Local WRs aim to make cut

RENTON — Wide receivers Justin Veltung and Greg Herd are working hard to make the roster of their hometown team, the Seattle Seahawks.

Veltung, a Puyallup High School graduate and University of Idaho product, joined the Seahawks as an undrafted rookie free agent in May. He’s competing for a job as a slot receiver and kick returner.

Herd, a Steilacoom High grad and Eastern Washington University product, initially signed with the Dallas Cowboys as an undrafted rookie free agent in April. But after the Cowboys released him, Herd was signed by Seattle at the end of May.

Herd is playing split end and flanker in Seattle’s West Coast-based system.

“I’ve known Greg and watched him play, so we have a good relationship since we’re from here,” Veltung said. “We’re both out here trying to make the team. We talk to each other and try to help each other out when we can. And we’re both third string, so we’re on the field together a lot. So that’s pretty cool.”

Both have made a few highlight-reel catches during the first few days of training camp. They hope to stick around long enough to earn playing time in Seattle’s exhibition opener Aug. 8 at San Diego.

“It’s going pretty well,” Herd said. “The biggest part was getting the mental part of it down with the playbook. It’s getting a lot easier on the field, so I’m enjoying it.”

Herd, who lives in Tacoma, said he traveled to team headquarters before training camp to watch all of his videos from offseason work and see where he needed to improve.

Seattle’s top receiver from last season, Sidney Rice, also has been a steadying influence for Herd.

“He’s been a big mentor for me so far,” Herd said. “Not even me asking him stuff, but him telling me stuff that he sees. He’s paying attention to stuff that I’m doing, and he’s been a big help so far these first three days.”

“He’s got a great work ethic,” Rice said about Herd. “Running down the field, I try to coach up all the guys as much as possible. I want us to be the best receiving core that we can be, no matter who is out there. And I think Greg has a lot of talent.

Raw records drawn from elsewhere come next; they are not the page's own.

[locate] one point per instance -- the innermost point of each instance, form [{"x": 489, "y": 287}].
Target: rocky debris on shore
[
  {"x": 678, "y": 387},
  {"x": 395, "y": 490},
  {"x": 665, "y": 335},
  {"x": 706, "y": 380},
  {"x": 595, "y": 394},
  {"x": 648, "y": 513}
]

He listens well and doesn’t make the same mistake twice.”

Veltung said regular advice from veterans such as Doug Baldwin and Golden Tate has eased the transition.

“We’re all out here fighting for a job, but they’re still out here trying to make you the best player, even though you might take their job,” Veltung said. “It’s more like a big family out here trying to be the best team in the nation.”


The Seahawks announced Saturday that they claimed outside linebacker O’Brien Schofield off waivers after his release from Arizona.

The Cardinals’ fourth-round pick out of Wisconsin in 2010, Schofield had trouble staying healthy at Arizona, playing in 35 games in three seasons.

At 6-foot-3 and 242 pounds, the 26-year-old Schofield projects as a “Leo” defensive end or outside linebacker for the Seahawks, bolstering their pass-rush depth at that position.

In nine starts last season, Schofield had 34 tackles and four sacks.

Seattle cut offensive lineman Jake Bscherer to make room for Schofield on the 90-man roster.

Schofield is the cousin of former Seahawks receiver Bobby Engram.


Seahawks coach Pete Carroll said tight end Zach Miller is close to returning from a foot issue that has him on the physically unable to perform (PUP) list to begin camp.

With Miller out, Sean McGrath, Luke Willson and Cooper Helfet are taking advantage of the extra reps at tight end.

Carroll said Miller returning for the regular-season opener is not a concern at this point.

Fullback Michael Robinson has not practiced the past two days because of ankle soreness, Carroll said. With Robinson out, Derrick Coleman and Spencer Ware have split time at fullback.

Linebacker Heath Farwell has not practiced the past two days because of back spasms. Rice has sat out of team drills the past two days as more of a maintenance issue.

Rookie defensive end Jesse Williams tweaked his knee Friday, according to Carroll, and did not practice Saturday. But Carroll said Williams’ injury is not serious.

Linebacker Korey Toomer jammed his hip working out on his own, which is the reason he’s on the non-football injury list, Carroll said.

Carroll also talked about rookie fifth-round pick Tharold Simon, who’s on the PUP list because of a foot issue that carried over from his time at LSU.

“It’s one where he’s played with it before, and we’re just trying to get him past the point where it will reoccur,” Carroll said. “So we’re being very careful, and he’s working out hard. He’s not on the ground running yet. We’re doing all of the equipment upstairs to keep him non-weight bearing. But we just have to be patient with it.”

Along with Miller and Simon, defensive end Chris Clemons (knee), defensive tackle Greg Scruggs (knee), running back Robert Turbin (foot) and receiver Percy Harvin (hip) remain on the PUP list.